On the praise side, if not for this complication we think that Ethan would finally be allowed to go home since he has finally taken a little more than two ounces from the bottle on his own.

Pray that Ethan's CSF production and replenishment will even out and that the need for additional intervention will not be necessary and that he will be able to go home soon.

Thursday, January 4, 2007

Update From the Neurologist

Ethan's Neurologist spoke to Ashli last Wednesday night (I thought I posted this then, but it was still languishing in the draft state today) and while the problem in the ventricles of the brain is of concern he feels that there is no immediate threat but they will continue to monitor the condition. One of the things that they will be looking for is additional sleepiness and lethargy. The doctor was actually encouraged when Ashli asked him if Ethan's staying awake for a long time (for babies) was indicative of anything. He says that being awake and alert is the opposite of what they would observe if there was damage in these areas of the brain.

Praise him from whom all blessings flow.....

Sean wanted me to post this picture:

Wednesday, January 3, 2007

A New Turn of Events

While at lunch today I received word that Ethan's condition has taken a turn. There is now swelling in both the left and right ventricles of the brain. We will have more information after the Neurologist talks with Sean and Ashli tonight.

I know that this comes as a blow to Sean and Ashli as they were of the mindset that Ethan only needed to learn to suckle properly to come home and now this..... Please pray for them as well as for Ethan and the staff and physicians that are caring for him.

Some things to remember:
  1. God is still God and as such is still able.
  2. God didn't look down from his lofty perch today and say, "What? When did this happen? Why didn't anyone let me know?"
  3. God doesn't make mistakes.
  4. God loves Ethan, Sean and Ashli.
  5. God is even now standing at the ready to pour out his grace upon Sean and Ashli.
I could go on but I think you get the idea. Trust God in all things.

Pray that the healing virtue from the great physician might be poured out upon little Ethan. Pray that God would comfort and strengthen Sean and Ashli.

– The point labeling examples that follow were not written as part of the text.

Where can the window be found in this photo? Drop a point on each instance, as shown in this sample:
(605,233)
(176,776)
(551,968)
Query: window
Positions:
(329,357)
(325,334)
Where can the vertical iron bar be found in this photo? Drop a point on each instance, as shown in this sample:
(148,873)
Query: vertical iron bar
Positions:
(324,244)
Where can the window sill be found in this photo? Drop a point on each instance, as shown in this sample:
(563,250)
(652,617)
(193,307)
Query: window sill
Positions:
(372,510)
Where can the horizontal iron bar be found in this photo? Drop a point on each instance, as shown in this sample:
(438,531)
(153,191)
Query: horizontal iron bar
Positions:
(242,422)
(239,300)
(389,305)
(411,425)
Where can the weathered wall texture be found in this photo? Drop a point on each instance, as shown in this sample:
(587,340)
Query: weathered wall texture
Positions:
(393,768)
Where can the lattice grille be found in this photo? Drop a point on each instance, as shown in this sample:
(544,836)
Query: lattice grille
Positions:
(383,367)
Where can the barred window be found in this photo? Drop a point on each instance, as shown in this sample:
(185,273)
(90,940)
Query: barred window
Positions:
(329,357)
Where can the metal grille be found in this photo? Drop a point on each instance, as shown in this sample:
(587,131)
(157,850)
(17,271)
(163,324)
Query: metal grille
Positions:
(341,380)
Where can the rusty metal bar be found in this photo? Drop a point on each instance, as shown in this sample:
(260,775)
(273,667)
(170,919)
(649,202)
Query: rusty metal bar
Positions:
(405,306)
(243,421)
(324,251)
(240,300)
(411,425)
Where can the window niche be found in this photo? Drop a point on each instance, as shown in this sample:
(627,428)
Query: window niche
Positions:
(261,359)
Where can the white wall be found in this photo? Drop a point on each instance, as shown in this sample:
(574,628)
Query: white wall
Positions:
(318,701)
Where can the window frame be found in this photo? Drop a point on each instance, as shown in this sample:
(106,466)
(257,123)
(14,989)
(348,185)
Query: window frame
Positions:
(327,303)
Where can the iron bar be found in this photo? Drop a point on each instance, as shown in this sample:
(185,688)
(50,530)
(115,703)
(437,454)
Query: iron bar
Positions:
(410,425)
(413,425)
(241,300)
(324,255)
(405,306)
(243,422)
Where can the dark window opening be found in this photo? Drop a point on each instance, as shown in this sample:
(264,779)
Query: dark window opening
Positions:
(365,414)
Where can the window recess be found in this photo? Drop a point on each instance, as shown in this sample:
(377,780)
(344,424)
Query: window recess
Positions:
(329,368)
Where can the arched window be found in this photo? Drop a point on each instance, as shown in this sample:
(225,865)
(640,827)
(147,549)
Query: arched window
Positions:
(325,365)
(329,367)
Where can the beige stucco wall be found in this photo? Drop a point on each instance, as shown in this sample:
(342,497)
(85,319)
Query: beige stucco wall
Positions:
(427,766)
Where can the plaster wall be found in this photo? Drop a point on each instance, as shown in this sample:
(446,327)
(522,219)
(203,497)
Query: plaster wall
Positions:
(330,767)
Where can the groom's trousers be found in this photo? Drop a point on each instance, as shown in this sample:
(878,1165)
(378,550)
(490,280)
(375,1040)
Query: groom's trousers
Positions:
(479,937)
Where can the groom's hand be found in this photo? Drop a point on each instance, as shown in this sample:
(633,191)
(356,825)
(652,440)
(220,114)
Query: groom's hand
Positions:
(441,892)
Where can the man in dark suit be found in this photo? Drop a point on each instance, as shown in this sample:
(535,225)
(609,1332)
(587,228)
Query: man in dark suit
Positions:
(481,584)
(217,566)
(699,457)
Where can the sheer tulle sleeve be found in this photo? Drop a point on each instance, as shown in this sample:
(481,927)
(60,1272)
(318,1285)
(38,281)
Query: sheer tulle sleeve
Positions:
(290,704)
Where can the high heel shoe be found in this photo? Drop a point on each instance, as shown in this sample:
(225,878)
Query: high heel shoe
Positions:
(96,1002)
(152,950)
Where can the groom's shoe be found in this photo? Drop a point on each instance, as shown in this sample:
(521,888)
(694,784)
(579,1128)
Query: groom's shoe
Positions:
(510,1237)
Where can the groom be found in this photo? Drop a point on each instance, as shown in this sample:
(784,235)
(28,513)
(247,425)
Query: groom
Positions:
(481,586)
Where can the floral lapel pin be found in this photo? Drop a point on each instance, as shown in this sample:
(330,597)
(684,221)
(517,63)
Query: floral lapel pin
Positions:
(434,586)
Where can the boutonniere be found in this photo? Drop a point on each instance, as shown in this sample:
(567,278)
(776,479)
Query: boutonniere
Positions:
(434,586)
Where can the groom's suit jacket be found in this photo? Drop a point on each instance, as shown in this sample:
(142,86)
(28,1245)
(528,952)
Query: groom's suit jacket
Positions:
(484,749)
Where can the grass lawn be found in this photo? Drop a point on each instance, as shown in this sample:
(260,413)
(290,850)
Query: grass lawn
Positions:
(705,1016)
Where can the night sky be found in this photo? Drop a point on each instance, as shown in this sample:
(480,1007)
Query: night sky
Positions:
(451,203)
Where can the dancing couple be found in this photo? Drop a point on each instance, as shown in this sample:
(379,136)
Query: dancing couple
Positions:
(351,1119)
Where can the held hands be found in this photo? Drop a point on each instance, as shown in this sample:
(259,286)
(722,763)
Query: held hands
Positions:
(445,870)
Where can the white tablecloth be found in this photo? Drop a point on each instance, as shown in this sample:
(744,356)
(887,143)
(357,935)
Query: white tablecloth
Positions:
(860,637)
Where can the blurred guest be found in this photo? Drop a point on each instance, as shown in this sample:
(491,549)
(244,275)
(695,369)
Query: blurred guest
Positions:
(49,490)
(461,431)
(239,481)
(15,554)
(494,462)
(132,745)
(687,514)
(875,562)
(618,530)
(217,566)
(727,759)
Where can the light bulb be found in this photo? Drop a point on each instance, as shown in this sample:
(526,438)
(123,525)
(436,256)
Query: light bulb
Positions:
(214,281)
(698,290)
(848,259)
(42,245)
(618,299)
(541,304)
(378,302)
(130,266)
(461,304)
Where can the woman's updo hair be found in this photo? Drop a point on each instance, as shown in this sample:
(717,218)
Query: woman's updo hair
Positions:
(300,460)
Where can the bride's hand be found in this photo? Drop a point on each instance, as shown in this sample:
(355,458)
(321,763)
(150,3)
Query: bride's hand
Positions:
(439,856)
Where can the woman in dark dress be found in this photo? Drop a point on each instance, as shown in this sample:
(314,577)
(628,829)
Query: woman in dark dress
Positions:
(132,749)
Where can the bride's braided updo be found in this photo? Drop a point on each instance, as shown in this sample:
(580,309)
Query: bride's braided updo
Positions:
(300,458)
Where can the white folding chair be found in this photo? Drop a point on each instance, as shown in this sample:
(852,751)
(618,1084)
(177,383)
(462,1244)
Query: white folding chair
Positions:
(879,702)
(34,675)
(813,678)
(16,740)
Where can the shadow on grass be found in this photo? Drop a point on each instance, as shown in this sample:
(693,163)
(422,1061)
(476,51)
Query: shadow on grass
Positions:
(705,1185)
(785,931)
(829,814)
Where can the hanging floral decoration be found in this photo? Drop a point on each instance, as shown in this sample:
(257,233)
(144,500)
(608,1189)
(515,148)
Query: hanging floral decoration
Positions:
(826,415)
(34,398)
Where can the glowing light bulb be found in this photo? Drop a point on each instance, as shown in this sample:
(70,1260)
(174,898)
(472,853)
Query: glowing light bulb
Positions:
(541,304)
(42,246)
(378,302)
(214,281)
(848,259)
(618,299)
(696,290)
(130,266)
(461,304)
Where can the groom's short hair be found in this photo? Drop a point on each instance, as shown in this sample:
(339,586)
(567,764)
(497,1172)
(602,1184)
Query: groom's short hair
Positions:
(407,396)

Once again, thank you for your intercession on behalf of our family.

Tuesday, January 2, 2007

Not Much New

Ethan continues to improve but still isn't taking two ounces on his own. As a result, he's still in the hospital. Also, he seems to do OK with a bottle, but cries when nursed.

We're so thankful that God has brought him through the bigger events that could have been very dangerous, so this seems pretty minor in comparison. I know that Sean and Ashli would really like to take Ethan home, so let's continue to pray that Ethan will progress quickly to take 2 ounces on his own and that he would find comfort in nursing. Pray that he will be able to go home with mom and dad very soon.